Leiva-Merikakis became a monk of St. Joseph Abbey in 2003. Previously, he had earned a Ph.D. in Comparative Literature and Theology from Emory University as worked as a Professor of Literature and Theology at the University of San Francisco. He is an acclaimed preacher, retreat master, and author. He penned the four-volume series Fire of Mercy, Heart of the Word: Meditations on the Gospel According to Saint Matthew.

== Goods produced ==
=== Trappist Preserves ===
Trappist Preserves is a brand of fruit preserves produced and sold by the abbey. In 1954, shortly after their arrival in Spencer, a small, stove-top batch of mint jelly was made by Brother John Berchmans, one of the monks, with mint from their herb garden. Since monastic austerity at that time precluded the jelly from being served to the monks at meals, it was sold at the porters' lodge. The response to the jelly encouraged the monks to try making and selling other varieties. Soon, jelly-making proved to be a successful and compatible monastic industry, contributing about half of the income needed to run the abbey. The jams and jellies made by the monks are sold in supermarkets in the United States, particularly in the New England region. In 2005, the monks produced 1.7 million jars of preserves in 26 flavors, turning one and a half tons of fruit into preserves daily.

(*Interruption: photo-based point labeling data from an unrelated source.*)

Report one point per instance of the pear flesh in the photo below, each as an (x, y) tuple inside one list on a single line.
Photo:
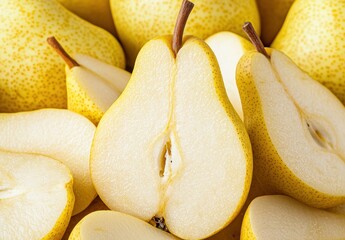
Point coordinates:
[(116, 225), (59, 134), (280, 217), (297, 129), (36, 196), (172, 146)]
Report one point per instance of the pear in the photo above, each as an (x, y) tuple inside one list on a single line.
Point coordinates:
[(312, 36), (96, 12), (172, 148), (36, 196), (296, 127), (56, 133), (229, 48), (139, 21), (279, 217), (93, 86), (116, 225), (31, 76), (272, 17)]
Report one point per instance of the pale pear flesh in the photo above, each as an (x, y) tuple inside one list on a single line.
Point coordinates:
[(36, 197), (116, 225), (56, 133), (305, 154), (279, 217), (229, 48), (179, 151)]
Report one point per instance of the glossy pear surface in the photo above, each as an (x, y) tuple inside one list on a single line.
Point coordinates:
[(139, 21), (296, 129), (172, 146), (312, 36), (32, 76)]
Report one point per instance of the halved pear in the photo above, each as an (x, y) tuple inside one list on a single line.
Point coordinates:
[(229, 48), (279, 217), (116, 225), (172, 147), (56, 133), (296, 127), (36, 196)]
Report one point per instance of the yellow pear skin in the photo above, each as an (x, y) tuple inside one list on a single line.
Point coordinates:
[(312, 36), (139, 21), (32, 76)]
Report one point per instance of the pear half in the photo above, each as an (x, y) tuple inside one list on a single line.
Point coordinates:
[(93, 86), (172, 147), (296, 127), (59, 134), (116, 225), (280, 217), (36, 197)]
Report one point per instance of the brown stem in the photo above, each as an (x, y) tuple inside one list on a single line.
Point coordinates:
[(61, 51), (254, 38), (181, 21)]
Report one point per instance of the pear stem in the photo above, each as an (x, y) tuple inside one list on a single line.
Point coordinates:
[(61, 51), (181, 21), (254, 38)]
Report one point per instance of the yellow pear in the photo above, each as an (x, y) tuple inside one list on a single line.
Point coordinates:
[(31, 76), (172, 148), (272, 17), (96, 12), (279, 217), (313, 37), (139, 21), (296, 127), (36, 196), (56, 133)]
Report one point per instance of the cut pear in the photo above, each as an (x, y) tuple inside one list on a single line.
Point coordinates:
[(296, 127), (36, 197), (116, 225), (172, 147), (59, 134), (229, 48), (280, 217)]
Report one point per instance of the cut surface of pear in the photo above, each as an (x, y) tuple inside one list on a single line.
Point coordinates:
[(279, 217), (172, 146), (36, 197), (59, 134), (116, 225), (93, 86), (229, 48), (296, 127), (32, 77)]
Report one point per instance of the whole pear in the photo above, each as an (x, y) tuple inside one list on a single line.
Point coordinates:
[(139, 21), (32, 76), (313, 37)]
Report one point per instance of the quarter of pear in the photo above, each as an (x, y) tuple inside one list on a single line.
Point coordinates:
[(93, 86), (296, 127), (36, 197), (56, 133), (272, 17), (279, 217), (229, 48), (139, 21), (96, 12), (172, 147), (31, 76), (116, 225), (313, 37)]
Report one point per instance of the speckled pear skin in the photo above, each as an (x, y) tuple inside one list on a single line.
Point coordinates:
[(313, 37), (32, 75), (139, 21)]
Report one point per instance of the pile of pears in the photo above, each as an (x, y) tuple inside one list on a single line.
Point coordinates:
[(176, 119)]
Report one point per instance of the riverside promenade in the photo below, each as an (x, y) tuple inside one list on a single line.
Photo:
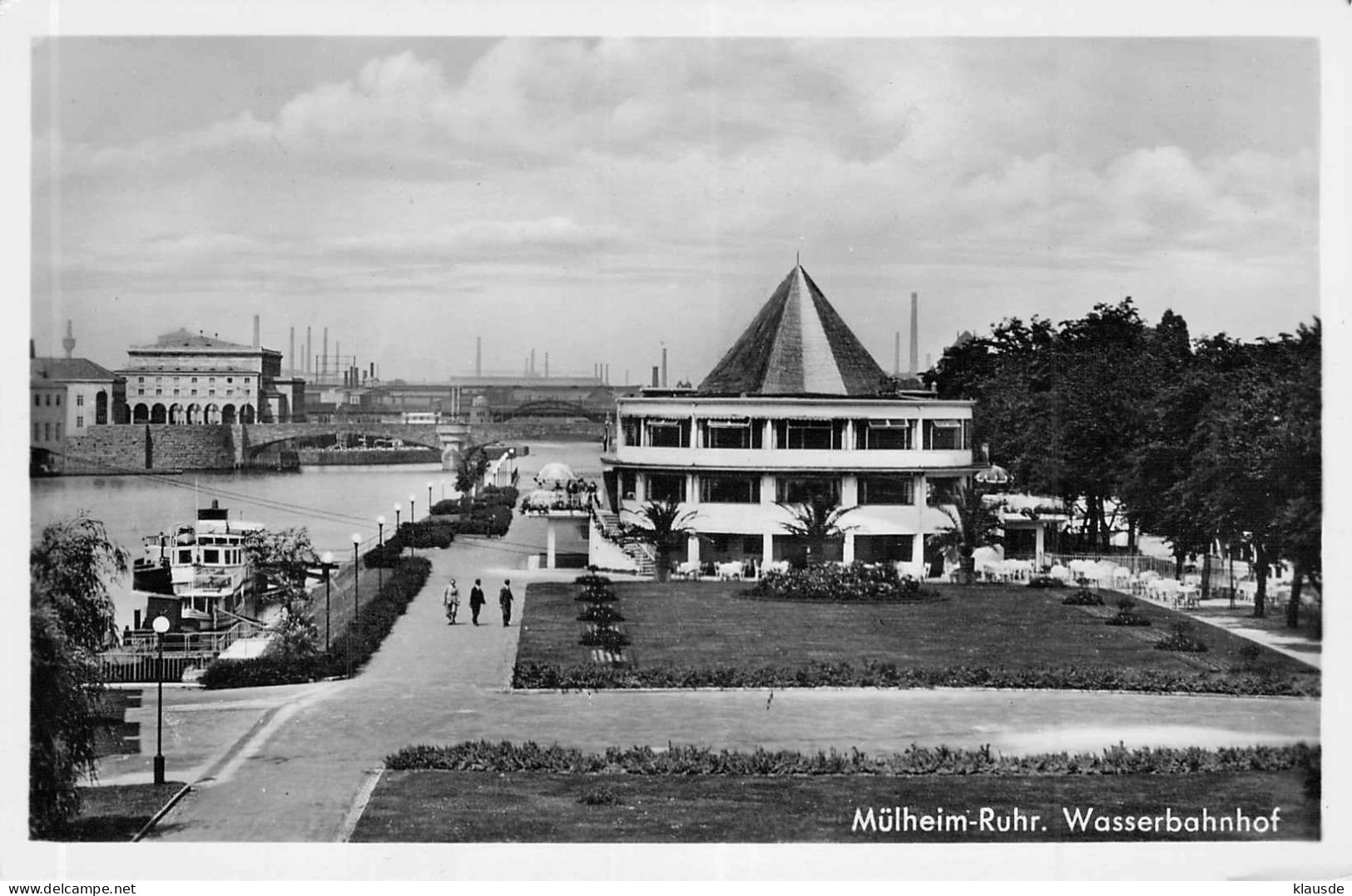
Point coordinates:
[(305, 757)]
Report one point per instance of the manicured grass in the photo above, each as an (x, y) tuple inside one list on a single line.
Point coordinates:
[(110, 814), (426, 807), (705, 625)]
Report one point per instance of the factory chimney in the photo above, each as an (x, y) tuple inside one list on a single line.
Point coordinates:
[(915, 339)]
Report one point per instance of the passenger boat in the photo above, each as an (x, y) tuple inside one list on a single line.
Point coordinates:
[(198, 573)]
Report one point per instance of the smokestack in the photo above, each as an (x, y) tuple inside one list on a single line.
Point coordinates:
[(915, 338)]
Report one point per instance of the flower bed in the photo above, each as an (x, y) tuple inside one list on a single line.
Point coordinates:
[(886, 675), (364, 636), (506, 757), (848, 582)]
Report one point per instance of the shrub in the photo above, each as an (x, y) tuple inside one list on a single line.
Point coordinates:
[(1083, 597), (363, 636), (601, 614), (1182, 640), (603, 636), (506, 757), (848, 582)]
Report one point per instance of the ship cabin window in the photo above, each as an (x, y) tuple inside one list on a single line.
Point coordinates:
[(948, 435), (666, 487), (809, 434), (886, 489), (668, 433), (802, 491), (729, 489), (733, 434), (884, 435)]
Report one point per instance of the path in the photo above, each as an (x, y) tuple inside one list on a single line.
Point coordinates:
[(296, 777)]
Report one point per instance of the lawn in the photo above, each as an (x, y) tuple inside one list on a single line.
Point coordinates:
[(437, 807), (110, 814), (706, 625)]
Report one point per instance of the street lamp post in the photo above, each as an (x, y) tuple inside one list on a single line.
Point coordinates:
[(380, 564), (356, 601), (161, 626), (328, 564)]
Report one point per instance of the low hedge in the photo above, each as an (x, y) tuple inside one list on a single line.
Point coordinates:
[(364, 634), (506, 757), (837, 582), (886, 675)]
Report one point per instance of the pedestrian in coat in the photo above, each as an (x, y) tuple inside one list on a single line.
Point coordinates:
[(504, 601), (450, 601), (476, 601)]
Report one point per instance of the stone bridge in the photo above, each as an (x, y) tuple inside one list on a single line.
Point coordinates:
[(447, 438)]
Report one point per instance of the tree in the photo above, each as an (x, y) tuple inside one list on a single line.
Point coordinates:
[(71, 619), (975, 523), (664, 526), (283, 560), (817, 522), (471, 467)]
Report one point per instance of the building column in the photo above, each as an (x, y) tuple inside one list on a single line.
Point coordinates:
[(919, 545)]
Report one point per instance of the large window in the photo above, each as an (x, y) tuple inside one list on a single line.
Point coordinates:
[(666, 433), (800, 491), (948, 435), (887, 489), (666, 487), (731, 434), (729, 489), (809, 434), (884, 434)]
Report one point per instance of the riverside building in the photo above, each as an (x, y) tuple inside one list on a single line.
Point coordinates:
[(796, 407)]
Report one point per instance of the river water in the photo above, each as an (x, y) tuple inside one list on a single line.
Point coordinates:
[(331, 503)]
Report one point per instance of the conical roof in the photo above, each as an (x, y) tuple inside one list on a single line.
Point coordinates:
[(795, 345)]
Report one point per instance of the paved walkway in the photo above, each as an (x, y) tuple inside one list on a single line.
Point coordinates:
[(300, 759)]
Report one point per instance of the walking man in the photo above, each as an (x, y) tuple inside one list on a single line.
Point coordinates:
[(450, 599), (504, 601), (476, 601)]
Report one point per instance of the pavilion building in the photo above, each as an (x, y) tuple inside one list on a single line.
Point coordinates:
[(796, 407)]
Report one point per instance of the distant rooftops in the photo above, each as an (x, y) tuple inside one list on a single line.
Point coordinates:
[(68, 369)]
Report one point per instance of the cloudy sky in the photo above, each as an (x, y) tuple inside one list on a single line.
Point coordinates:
[(599, 197)]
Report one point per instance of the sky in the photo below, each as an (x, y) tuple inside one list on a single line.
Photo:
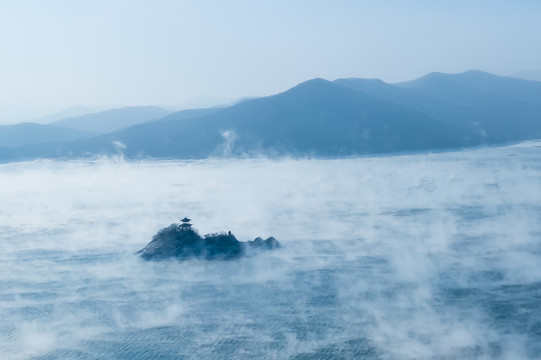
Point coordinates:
[(113, 53)]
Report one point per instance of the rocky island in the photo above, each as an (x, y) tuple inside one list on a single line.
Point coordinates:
[(181, 241)]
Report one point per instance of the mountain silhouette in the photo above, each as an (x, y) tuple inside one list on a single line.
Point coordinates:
[(324, 118)]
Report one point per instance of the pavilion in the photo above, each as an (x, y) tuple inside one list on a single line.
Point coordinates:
[(185, 224)]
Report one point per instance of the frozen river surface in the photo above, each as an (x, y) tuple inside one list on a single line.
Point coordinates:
[(398, 257)]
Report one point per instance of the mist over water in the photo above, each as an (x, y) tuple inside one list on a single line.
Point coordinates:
[(396, 257)]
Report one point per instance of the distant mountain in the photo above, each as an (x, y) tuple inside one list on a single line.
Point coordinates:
[(113, 120), (340, 118), (72, 111), (30, 133)]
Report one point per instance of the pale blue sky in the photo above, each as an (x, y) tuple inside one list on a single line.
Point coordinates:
[(109, 53)]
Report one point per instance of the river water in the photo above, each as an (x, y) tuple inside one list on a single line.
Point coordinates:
[(394, 257)]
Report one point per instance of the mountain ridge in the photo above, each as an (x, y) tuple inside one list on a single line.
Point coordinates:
[(343, 117)]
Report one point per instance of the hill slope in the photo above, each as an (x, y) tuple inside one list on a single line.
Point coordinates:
[(29, 133), (113, 120), (340, 118)]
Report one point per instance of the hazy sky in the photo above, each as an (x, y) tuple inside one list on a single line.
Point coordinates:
[(108, 53)]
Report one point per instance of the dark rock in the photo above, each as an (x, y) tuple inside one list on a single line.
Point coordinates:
[(173, 241)]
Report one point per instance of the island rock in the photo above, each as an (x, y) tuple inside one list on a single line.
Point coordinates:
[(183, 242)]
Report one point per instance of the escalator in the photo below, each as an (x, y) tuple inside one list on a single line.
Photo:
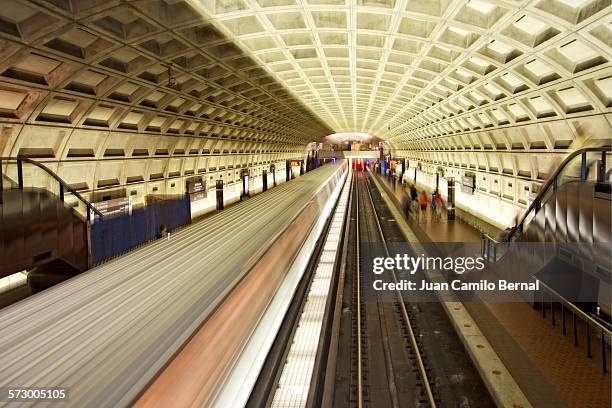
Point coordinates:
[(43, 224), (564, 238)]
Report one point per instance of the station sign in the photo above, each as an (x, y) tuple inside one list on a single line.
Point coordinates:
[(196, 188), (116, 206), (468, 183)]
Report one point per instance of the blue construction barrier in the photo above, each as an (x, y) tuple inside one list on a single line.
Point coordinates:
[(115, 235)]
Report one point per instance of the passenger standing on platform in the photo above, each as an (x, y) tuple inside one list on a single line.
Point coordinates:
[(423, 201), (438, 206), (406, 204), (164, 232), (413, 193)]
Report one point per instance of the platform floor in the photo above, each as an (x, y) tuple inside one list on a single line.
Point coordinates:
[(550, 370)]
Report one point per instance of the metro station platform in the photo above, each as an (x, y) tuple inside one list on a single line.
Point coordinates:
[(546, 363)]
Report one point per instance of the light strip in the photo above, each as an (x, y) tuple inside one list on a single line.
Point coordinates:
[(294, 383)]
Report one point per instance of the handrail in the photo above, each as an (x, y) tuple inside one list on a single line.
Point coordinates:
[(552, 182), (63, 184), (577, 310)]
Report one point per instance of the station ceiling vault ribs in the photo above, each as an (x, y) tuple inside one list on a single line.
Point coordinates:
[(105, 64), (392, 68)]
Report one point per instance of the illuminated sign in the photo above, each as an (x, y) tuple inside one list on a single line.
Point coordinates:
[(196, 187), (116, 206)]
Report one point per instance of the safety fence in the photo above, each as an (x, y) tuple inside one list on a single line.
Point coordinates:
[(112, 236)]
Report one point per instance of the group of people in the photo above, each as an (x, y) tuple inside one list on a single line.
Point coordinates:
[(415, 204)]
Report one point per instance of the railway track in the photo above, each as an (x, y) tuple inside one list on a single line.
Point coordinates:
[(394, 349), (402, 353)]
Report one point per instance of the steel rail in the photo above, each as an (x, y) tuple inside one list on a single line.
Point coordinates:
[(358, 290), (411, 335)]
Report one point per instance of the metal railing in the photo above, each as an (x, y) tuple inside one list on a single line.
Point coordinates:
[(22, 172), (491, 249), (549, 298), (556, 181)]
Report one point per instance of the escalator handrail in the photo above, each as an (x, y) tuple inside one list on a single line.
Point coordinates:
[(65, 185), (552, 183)]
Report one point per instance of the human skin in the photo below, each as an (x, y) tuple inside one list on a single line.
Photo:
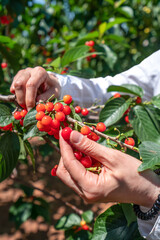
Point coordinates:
[(119, 180)]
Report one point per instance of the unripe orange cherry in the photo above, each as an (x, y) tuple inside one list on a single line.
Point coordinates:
[(17, 115), (126, 119), (40, 107), (85, 130), (130, 141), (49, 106), (67, 99), (46, 120), (84, 111), (77, 109), (24, 112), (60, 116), (40, 115), (117, 95), (58, 107)]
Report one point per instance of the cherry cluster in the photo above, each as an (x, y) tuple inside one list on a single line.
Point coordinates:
[(18, 115), (91, 44), (52, 117)]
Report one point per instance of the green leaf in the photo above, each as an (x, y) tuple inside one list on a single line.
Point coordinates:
[(110, 56), (29, 150), (88, 216), (156, 101), (56, 63), (69, 221), (20, 211), (9, 148), (129, 213), (33, 131), (127, 88), (5, 115), (150, 153), (143, 124), (113, 111), (114, 22), (74, 54), (112, 224)]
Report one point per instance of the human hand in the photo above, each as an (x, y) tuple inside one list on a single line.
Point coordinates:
[(119, 180), (34, 84)]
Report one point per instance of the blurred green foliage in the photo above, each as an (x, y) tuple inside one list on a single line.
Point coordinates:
[(124, 31)]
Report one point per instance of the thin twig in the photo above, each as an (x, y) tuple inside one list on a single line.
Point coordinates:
[(51, 144), (114, 139), (77, 210)]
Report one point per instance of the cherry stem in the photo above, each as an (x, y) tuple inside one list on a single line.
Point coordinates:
[(114, 139)]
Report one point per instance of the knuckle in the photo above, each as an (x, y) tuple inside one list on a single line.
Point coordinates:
[(40, 70), (30, 84), (88, 146), (18, 84)]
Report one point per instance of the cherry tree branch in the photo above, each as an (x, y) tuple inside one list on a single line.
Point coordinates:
[(100, 134)]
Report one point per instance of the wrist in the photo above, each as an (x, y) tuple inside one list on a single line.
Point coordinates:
[(56, 84), (150, 189)]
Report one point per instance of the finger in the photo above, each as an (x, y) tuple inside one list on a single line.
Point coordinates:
[(76, 170), (106, 156), (38, 76), (18, 86), (63, 174)]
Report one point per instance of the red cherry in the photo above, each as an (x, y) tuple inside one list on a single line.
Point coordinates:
[(117, 95), (53, 171), (126, 119), (84, 111), (7, 127), (77, 154), (55, 123), (40, 115), (77, 109), (46, 120), (24, 112), (67, 99), (49, 106), (86, 161), (101, 127), (85, 227), (60, 116), (58, 107), (17, 115), (63, 72), (4, 65), (40, 107), (85, 130), (138, 100), (66, 110), (130, 141), (21, 122), (94, 55), (66, 133)]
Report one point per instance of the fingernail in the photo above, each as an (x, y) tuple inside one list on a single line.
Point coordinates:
[(76, 137)]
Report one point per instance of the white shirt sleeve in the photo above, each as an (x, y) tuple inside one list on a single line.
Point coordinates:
[(86, 91)]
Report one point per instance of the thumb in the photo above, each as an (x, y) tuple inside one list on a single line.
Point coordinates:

=== The Holy Rood Guild ===
The monks at the abbey make liturgical vestments under the brand of The Holy Rood Guild.

=== Spencer Brewery ===
Spencer Brewery was the name of the brewery run by the abbey that produced Trappist beer from 2013 to 2022. In 2010, St. Joseph's Abbey explored the possibility of brewing beer as other Trappist monasteries do, and sought guidance from brewers in Boston and several Trappist breweries in Europe. The first beer they produced was a blonde ale at 6.5% alcohol by volume which was called Spencer Trappist Ale. As of 2016, it was the first and only certified Trappist beer brewed in the United States.

In May 2022, St. Joseph's Abbey ceased beer production and closed Spencer Brewery. In addition to the economic impact of the COVID-19 pandemic, the New England region had grown to have over 600 craft breweries (according to the Brewers Association).